Let's start by looking at the numbers for Pinellas County. At the end of February, 2021, there were 2,053 houses on the market. At the same time last year, there were 4,510. That's 54.5% fewer single family houses for sale. Yet there were 11.4% more sales year over year for the same time. New listings were down 9.9% in that time. In real estate we look at absorption rate. That's the rate at which homes are being sold. The higher the number, the faster they are selling. In February 2018, the rate was 35%. In February 2021 it was 152%! Fewer homes being listed + more homes selling = very few houses to choose from for today's buyers. Why is this happening?
Well it isn't because houses are less expensive. February 2020 the average house price in Pinellas County was $362,088. In 2021, it jumped to $416,967. Many people say it's because interest rates are so low that more people can afford to buy a home now increasing demand. Maybe that has something to do with it, but maybe not. The number of cash sales in Pinellas County is up 20.2% in February 2021 over last year. (We'll come back to interest rates later.) Demand is also up in part due to the massive millennial generation who are now at peak home buying age, but what else could be going on?
Some people think this is happening because of the pandemic. Maybe sellers don't want strangers walking through their homes bringing with them the possibility of the corona virus. All through the pandemic the absorption rate for houses in Pinellas County has only once dropped below 40%, and since June, 2020, it's been over 80%. So I don't think we can say it's just the pandemic. Besides, for everyone who may be afraid to sell because of virus concerns, there is at least one family who has realized their home doesn't really fit them since they have been spending so much time in it the past year.
There is the possibility of the government forbearance on mortgages keeping people in houses who would have sold by now, but that still doesn't explain how we got here. Inventory was very low and absorption rates were high prior to the pandemic. This problem may have been worsened by the pandemic, but it wasn't caused by it. Many of my colleagues are expecting to see a large number of properties hit the market when the forbearance is lifted due to short sales and foreclosures. Foreclosures can take years, so even if this is the case, don't expect it to happen quickly.

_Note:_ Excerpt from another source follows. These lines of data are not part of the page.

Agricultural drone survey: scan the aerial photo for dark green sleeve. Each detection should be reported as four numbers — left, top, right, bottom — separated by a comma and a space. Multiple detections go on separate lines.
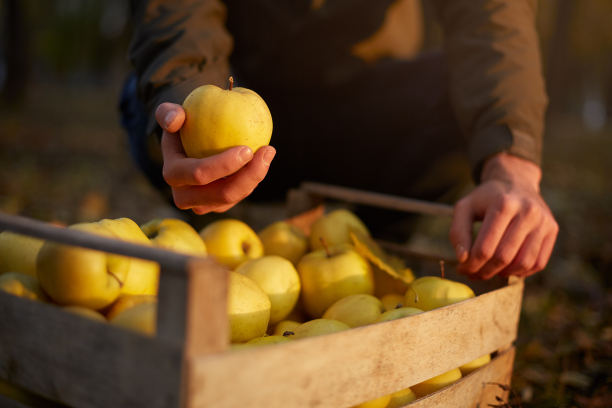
129, 0, 233, 139
435, 0, 548, 180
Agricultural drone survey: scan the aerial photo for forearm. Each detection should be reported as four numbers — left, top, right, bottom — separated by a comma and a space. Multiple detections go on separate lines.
436, 0, 547, 181
480, 153, 542, 193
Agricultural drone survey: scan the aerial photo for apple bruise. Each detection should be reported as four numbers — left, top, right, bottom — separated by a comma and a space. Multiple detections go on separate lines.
242, 241, 251, 255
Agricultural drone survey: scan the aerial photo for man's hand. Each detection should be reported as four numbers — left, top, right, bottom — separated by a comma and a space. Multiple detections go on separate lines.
155, 103, 276, 214
450, 153, 559, 279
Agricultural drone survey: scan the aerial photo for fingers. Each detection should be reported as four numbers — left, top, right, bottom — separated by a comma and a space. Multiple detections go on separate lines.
167, 146, 276, 214
162, 141, 253, 187
459, 194, 516, 275
520, 223, 559, 277
155, 102, 185, 133
449, 199, 474, 263
450, 182, 558, 279
478, 202, 544, 279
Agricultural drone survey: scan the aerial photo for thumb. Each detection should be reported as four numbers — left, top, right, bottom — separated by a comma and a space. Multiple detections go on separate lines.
155, 102, 185, 133
449, 197, 474, 263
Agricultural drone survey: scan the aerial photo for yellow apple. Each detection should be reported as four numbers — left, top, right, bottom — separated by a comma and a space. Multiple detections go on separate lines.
227, 272, 271, 343
141, 218, 206, 256
272, 320, 302, 336
236, 255, 300, 324
110, 302, 157, 336
410, 368, 461, 398
200, 218, 263, 269
104, 294, 157, 320
380, 293, 404, 312
62, 306, 107, 322
288, 319, 351, 339
297, 246, 374, 318
0, 272, 48, 301
386, 388, 417, 408
180, 78, 272, 158
353, 394, 391, 408
258, 221, 308, 265
36, 223, 131, 310
309, 208, 370, 250
245, 336, 289, 346
459, 354, 491, 376
376, 307, 423, 323
404, 276, 474, 311
0, 231, 43, 276
323, 293, 383, 327
98, 217, 159, 295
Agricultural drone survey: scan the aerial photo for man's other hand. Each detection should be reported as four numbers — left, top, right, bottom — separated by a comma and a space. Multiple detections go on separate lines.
450, 153, 559, 279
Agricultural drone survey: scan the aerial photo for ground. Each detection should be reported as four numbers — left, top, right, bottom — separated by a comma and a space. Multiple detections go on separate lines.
0, 76, 612, 408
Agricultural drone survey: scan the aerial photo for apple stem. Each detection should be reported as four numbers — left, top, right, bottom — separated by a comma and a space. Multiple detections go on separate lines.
108, 271, 123, 288
319, 237, 331, 258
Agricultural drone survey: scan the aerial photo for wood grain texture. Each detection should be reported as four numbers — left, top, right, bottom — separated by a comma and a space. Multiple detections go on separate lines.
187, 281, 523, 408
406, 347, 515, 408
0, 292, 182, 408
300, 182, 453, 217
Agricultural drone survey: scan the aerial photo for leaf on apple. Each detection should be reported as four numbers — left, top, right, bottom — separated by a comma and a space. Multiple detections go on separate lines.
350, 231, 414, 283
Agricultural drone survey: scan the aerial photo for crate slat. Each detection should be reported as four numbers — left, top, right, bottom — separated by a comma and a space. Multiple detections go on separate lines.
405, 347, 516, 408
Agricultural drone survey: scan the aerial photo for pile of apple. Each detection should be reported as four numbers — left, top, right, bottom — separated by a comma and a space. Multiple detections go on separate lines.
0, 218, 206, 335
215, 209, 490, 407
0, 209, 490, 407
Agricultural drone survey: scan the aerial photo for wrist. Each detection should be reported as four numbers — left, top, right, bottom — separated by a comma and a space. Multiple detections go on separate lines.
480, 153, 542, 193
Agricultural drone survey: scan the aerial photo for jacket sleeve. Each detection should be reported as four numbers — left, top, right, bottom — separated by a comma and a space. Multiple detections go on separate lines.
129, 0, 233, 139
435, 0, 548, 181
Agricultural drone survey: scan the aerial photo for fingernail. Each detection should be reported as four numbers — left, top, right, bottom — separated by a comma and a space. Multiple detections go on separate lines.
263, 149, 276, 166
455, 244, 467, 263
238, 146, 253, 163
164, 110, 176, 127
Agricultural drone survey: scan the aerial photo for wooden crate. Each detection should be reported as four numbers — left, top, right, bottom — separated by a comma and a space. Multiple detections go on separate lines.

Let's look way back to the housing crash of 2007. That crash decimated the home building industry. Many construction workers were forced into other jobs and never went back. The comeback for that industry has been hampered by other issues as well. Tighter building restrictions helped to slow the comeback as well as President Trump's tighter immigration policies further restricting the labor supply and tariffs increasing the cost of building materials. Without as much new construction, home owners have fewer options and incentives to sell their current houses. Even if the construction industry took off like a rocket, it would take years to catch up to the demand. The housing crash also caused many people of retirement age to put their plans on hold and stay put. Many of their adult children moved back home due to job losses so they didn't downsize. As the economy improves and the pandemic subsides, we may see these sellers coming into the market, but again I doubt it will happen quickly.